Unlike income taxes, which rise along with a worker's income, the payroll tax is a fixed percentage of an employee's salary. Allowing the tax cut to expire will increase taxes on salaries by 2 percent for every American worker. Up to $110,100 a year in salary is subject to the tax.
This jump in payroll taxes, combined with other tax increases affecting the very wealthy likely to take effect in the new year, would make for the largest increase in taxes in about half a century.
While the end of the payroll tax holiday appears to be a near certainty, Democrats and Republicans agree in principle that low tax rates enacted under President George W. Bush should be extended for the vast majority of Americans - with negotiations over the exact threshold ongoing for most of Monday. If lawmakers fail to pass a law extending those tax cuts, allowing them to expire on Tuesday, it would mean thousands of dollars out of the pockets of average workers, the largest tax increase on Americans since World War II.
But if lawmakers seal a deal to extend Bush-era tax cuts for most Americans, the payroll tax cut expiration is the only tax increase that most workers would experience. Higher-income earners would face steeper income taxes and potentially fewer tax breaks, as well as a new tax to pay for the Affordable Care Act health-care legislation.
Because of the expiration of the payroll tax cut, a worker earning $50,000, for instance, would pay $1,000 more in taxes next year; meanwhile, a worker earning less than $20,000 a year would pay about $100 more in taxes. Someone in the upper fifth of households, making $150,000 a year, will pay about $2,200 more.

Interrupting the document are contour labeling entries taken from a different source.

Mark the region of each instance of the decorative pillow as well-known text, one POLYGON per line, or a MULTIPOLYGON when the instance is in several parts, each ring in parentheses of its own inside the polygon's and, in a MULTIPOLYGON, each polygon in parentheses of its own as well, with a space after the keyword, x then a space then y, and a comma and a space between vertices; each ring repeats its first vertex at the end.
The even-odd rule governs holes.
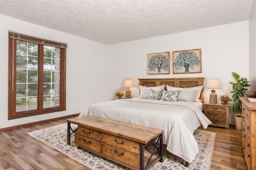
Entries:
POLYGON ((178 101, 194 102, 196 100, 197 94, 195 90, 181 90, 178 96, 178 101))
POLYGON ((160 91, 158 91, 150 89, 150 94, 149 96, 148 99, 160 100, 161 100, 163 90, 161 90, 160 91))
POLYGON ((166 91, 163 90, 163 96, 161 100, 178 102, 178 96, 180 93, 180 90, 177 91, 166 91))
POLYGON ((171 86, 169 86, 168 85, 166 86, 166 90, 167 91, 169 90, 195 90, 196 91, 196 97, 194 101, 197 102, 199 101, 199 98, 200 97, 200 94, 201 94, 201 91, 202 91, 203 88, 204 87, 204 85, 202 85, 200 86, 198 86, 196 87, 190 87, 188 88, 182 88, 181 87, 172 87, 171 86))
POLYGON ((146 87, 145 86, 140 86, 140 94, 139 98, 142 99, 148 99, 150 94, 150 89, 154 90, 160 91, 164 88, 164 85, 156 87, 146 87))

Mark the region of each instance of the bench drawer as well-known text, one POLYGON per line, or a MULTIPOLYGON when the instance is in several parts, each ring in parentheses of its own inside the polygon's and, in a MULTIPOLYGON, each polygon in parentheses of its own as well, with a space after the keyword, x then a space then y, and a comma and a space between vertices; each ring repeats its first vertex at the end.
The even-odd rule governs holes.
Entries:
POLYGON ((100 152, 100 142, 76 134, 75 134, 75 144, 78 146, 81 145, 98 152, 100 152))
POLYGON ((140 156, 137 154, 104 144, 101 144, 101 153, 140 169, 140 156))
POLYGON ((136 154, 140 154, 140 144, 135 142, 102 133, 101 143, 136 154))
POLYGON ((79 126, 75 133, 92 139, 100 141, 100 133, 97 131, 79 126))

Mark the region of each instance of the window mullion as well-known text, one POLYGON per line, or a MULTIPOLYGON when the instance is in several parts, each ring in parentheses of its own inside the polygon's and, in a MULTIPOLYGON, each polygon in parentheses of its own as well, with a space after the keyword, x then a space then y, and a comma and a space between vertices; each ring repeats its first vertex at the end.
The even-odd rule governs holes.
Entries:
POLYGON ((44 45, 38 44, 38 106, 39 110, 43 109, 44 87, 44 45))

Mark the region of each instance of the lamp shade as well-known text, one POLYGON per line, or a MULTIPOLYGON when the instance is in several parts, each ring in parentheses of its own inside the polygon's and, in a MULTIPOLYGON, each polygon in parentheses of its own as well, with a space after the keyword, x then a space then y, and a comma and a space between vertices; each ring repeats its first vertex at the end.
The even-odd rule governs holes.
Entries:
POLYGON ((133 81, 132 80, 124 80, 124 87, 133 87, 133 81))
POLYGON ((206 83, 206 88, 220 88, 220 81, 218 79, 209 79, 206 83))

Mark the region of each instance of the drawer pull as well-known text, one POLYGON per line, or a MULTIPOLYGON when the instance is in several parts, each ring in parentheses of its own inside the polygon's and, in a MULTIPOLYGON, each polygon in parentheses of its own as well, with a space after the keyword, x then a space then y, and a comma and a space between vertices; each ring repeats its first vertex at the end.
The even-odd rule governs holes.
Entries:
POLYGON ((117 140, 116 140, 116 139, 115 139, 115 140, 114 140, 115 141, 115 142, 116 142, 116 143, 118 143, 118 144, 122 144, 123 143, 124 143, 124 141, 122 141, 121 142, 121 143, 119 143, 117 141, 117 140))
POLYGON ((115 152, 115 153, 116 153, 116 154, 119 155, 124 155, 124 153, 123 152, 122 152, 122 153, 121 154, 119 154, 117 151, 116 151, 116 149, 115 149, 115 151, 114 151, 115 152))
POLYGON ((84 139, 83 141, 84 141, 84 143, 92 143, 91 141, 89 141, 89 142, 86 142, 86 141, 84 139))
POLYGON ((83 130, 83 132, 84 132, 84 133, 86 133, 86 134, 91 134, 91 131, 89 131, 89 132, 88 132, 88 133, 86 133, 86 132, 85 132, 85 131, 84 131, 84 130, 83 130))

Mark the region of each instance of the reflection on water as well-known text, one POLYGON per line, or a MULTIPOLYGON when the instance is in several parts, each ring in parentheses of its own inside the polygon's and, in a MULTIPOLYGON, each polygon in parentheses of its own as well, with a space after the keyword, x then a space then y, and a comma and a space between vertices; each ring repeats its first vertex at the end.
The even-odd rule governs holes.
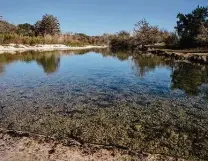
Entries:
MULTIPOLYGON (((52 74, 58 71, 60 67, 60 57, 67 55, 83 55, 88 53, 87 50, 76 52, 44 52, 44 53, 19 53, 15 55, 0 55, 0 74, 5 72, 5 66, 12 62, 24 61, 27 63, 35 61, 40 65, 46 74, 52 74)), ((103 57, 114 57, 120 61, 131 59, 132 68, 138 77, 144 77, 157 68, 169 68, 171 77, 171 89, 180 89, 189 95, 200 93, 199 87, 208 83, 208 66, 193 65, 185 62, 174 62, 165 57, 153 55, 131 56, 129 53, 110 53, 106 50, 95 50, 94 52, 102 53, 103 57)))
POLYGON ((106 50, 61 51, 2 54, 0 72, 2 127, 208 158, 207 66, 106 50))

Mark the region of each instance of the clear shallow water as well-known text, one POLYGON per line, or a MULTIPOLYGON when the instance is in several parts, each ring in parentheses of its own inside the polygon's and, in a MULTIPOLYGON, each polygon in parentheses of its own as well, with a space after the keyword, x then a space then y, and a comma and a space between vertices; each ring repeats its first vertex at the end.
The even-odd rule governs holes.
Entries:
POLYGON ((208 67, 127 53, 0 55, 2 127, 208 157, 208 67))

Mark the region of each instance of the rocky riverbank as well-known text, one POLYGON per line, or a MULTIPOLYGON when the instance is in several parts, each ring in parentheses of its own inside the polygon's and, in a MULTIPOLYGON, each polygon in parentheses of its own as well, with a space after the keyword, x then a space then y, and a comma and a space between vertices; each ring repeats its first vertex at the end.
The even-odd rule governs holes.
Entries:
POLYGON ((83 47, 71 47, 62 44, 50 44, 50 45, 21 45, 21 44, 7 44, 0 45, 0 54, 2 53, 17 53, 26 51, 55 51, 55 50, 85 50, 85 49, 102 49, 107 46, 83 46, 83 47))
POLYGON ((168 51, 162 49, 149 49, 148 53, 158 56, 172 57, 176 60, 184 60, 193 63, 208 64, 208 52, 200 53, 186 52, 186 51, 168 51))

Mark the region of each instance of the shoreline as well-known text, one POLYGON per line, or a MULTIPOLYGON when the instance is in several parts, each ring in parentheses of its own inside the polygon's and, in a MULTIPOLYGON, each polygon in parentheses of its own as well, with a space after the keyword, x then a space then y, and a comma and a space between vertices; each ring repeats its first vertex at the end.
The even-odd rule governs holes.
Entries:
POLYGON ((0 45, 0 54, 11 53, 15 54, 17 52, 26 52, 26 51, 56 51, 56 50, 86 50, 86 49, 104 49, 108 46, 83 46, 83 47, 71 47, 63 44, 39 44, 39 45, 22 45, 22 44, 5 44, 0 45))
POLYGON ((0 158, 13 160, 70 160, 70 161, 186 161, 186 159, 119 149, 114 146, 79 143, 76 140, 58 141, 22 131, 0 128, 0 158), (6 148, 5 148, 6 147, 6 148))
POLYGON ((188 61, 191 63, 208 64, 208 53, 206 52, 182 52, 177 50, 166 49, 149 49, 149 54, 175 58, 176 60, 188 61))

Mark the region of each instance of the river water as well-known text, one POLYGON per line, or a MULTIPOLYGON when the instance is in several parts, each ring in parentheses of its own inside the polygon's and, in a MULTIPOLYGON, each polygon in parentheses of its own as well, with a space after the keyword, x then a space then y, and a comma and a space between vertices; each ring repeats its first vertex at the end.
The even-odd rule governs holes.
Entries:
POLYGON ((208 159, 208 66, 125 52, 0 55, 0 124, 208 159))

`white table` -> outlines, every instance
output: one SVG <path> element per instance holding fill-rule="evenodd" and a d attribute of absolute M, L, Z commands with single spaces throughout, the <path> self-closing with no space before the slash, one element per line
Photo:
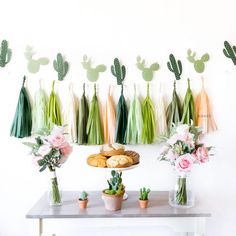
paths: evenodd
<path fill-rule="evenodd" d="M 58 235 L 60 227 L 67 227 L 69 222 L 74 222 L 76 227 L 168 226 L 182 235 L 188 232 L 205 235 L 206 220 L 211 214 L 200 203 L 189 209 L 172 208 L 168 204 L 168 192 L 153 191 L 149 207 L 143 210 L 138 206 L 139 192 L 128 191 L 128 194 L 122 209 L 115 212 L 105 210 L 101 192 L 89 192 L 85 210 L 79 209 L 78 192 L 63 192 L 63 205 L 57 207 L 50 207 L 44 194 L 26 215 L 31 224 L 30 236 Z M 53 232 L 48 231 L 49 225 Z"/>

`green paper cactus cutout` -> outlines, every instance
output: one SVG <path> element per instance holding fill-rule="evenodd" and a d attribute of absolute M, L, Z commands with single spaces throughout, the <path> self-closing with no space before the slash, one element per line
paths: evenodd
<path fill-rule="evenodd" d="M 8 42 L 6 40 L 2 40 L 1 48 L 0 48 L 0 66 L 5 67 L 11 60 L 12 51 L 8 48 Z"/>
<path fill-rule="evenodd" d="M 175 74 L 176 80 L 181 79 L 182 74 L 182 62 L 180 60 L 175 59 L 173 54 L 169 55 L 170 61 L 167 62 L 168 69 Z"/>
<path fill-rule="evenodd" d="M 111 66 L 111 73 L 116 77 L 117 84 L 122 85 L 126 75 L 126 69 L 124 65 L 121 65 L 118 58 L 114 59 L 114 65 Z"/>
<path fill-rule="evenodd" d="M 106 66 L 103 64 L 100 64 L 96 66 L 95 68 L 91 67 L 91 59 L 88 59 L 87 55 L 84 55 L 82 66 L 85 70 L 87 70 L 87 78 L 91 82 L 96 82 L 99 77 L 100 72 L 104 72 L 106 70 Z"/>
<path fill-rule="evenodd" d="M 145 60 L 141 59 L 140 56 L 137 57 L 136 66 L 142 71 L 143 79 L 146 81 L 151 81 L 153 79 L 153 72 L 160 68 L 158 63 L 153 63 L 150 67 L 145 67 Z"/>
<path fill-rule="evenodd" d="M 202 73 L 205 70 L 205 62 L 209 61 L 210 56 L 208 53 L 205 53 L 204 55 L 202 55 L 201 59 L 195 59 L 196 56 L 196 52 L 191 51 L 191 49 L 189 49 L 187 51 L 187 59 L 189 60 L 189 62 L 193 63 L 194 65 L 194 69 L 197 73 Z"/>
<path fill-rule="evenodd" d="M 53 61 L 53 67 L 57 71 L 58 80 L 62 81 L 69 70 L 69 63 L 64 60 L 61 53 L 57 54 L 57 59 Z"/>
<path fill-rule="evenodd" d="M 224 46 L 223 53 L 233 61 L 234 65 L 236 65 L 236 46 L 231 46 L 228 41 L 224 42 Z"/>
<path fill-rule="evenodd" d="M 41 65 L 47 65 L 49 63 L 49 59 L 46 57 L 33 59 L 34 54 L 35 52 L 33 51 L 33 48 L 27 46 L 25 50 L 25 58 L 28 60 L 27 68 L 30 73 L 37 73 Z"/>

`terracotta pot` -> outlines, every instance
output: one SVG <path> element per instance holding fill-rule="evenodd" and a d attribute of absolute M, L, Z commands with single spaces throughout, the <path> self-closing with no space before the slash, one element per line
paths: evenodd
<path fill-rule="evenodd" d="M 120 210 L 122 206 L 123 195 L 124 193 L 119 194 L 119 195 L 110 195 L 110 194 L 106 194 L 102 192 L 102 199 L 104 201 L 105 208 L 108 211 Z"/>
<path fill-rule="evenodd" d="M 80 209 L 85 209 L 85 208 L 87 208 L 87 204 L 88 204 L 88 199 L 86 199 L 86 200 L 78 200 L 78 202 L 79 202 L 79 208 Z"/>
<path fill-rule="evenodd" d="M 139 199 L 139 206 L 142 209 L 147 208 L 148 207 L 148 200 L 140 200 Z"/>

The increase in taxes on workers next year means that "the era of asymmetrical tax policy - where taxes can only go down - is over," said Jared Bernstein, a former White House economic adviser. While the Obama administration fought for the payroll tax cut in previous years to goose a weak economic recovery, the White House has been more ambivalent this year. Before the election, even as prominent Democratic economists and lawmakers argued in favor of extending the tax cut, the White House declined to call for its renewal.
Then, during its post-election talks with congressional Republicans, the Obama administration requested an extension. But Republican lawmakers were skeptical, viewing the payroll tax holiday as contributing to federal deficits because the Treasury had to borrow money to replace payroll tax revenue, which ordinarily would go to fund Social Security. The administration quickly dropped the payroll tax cut from negotiations.
The tax hikes will come after a period of tax cutting that began in 1997. That year, President Bill Clinton trimmed rates on investment income. President George W. Bush cut a wide range of taxes in six of his eight years in office, first as a response to projected budget surpluses and later in an effort to stimulate the economy.
President Obama continued the trend, cutting taxes in 2009 and then even more deeply in 2011, largely in response to the deep recession.
As a result, nearly half of American workers likely have never experienced a tax increase.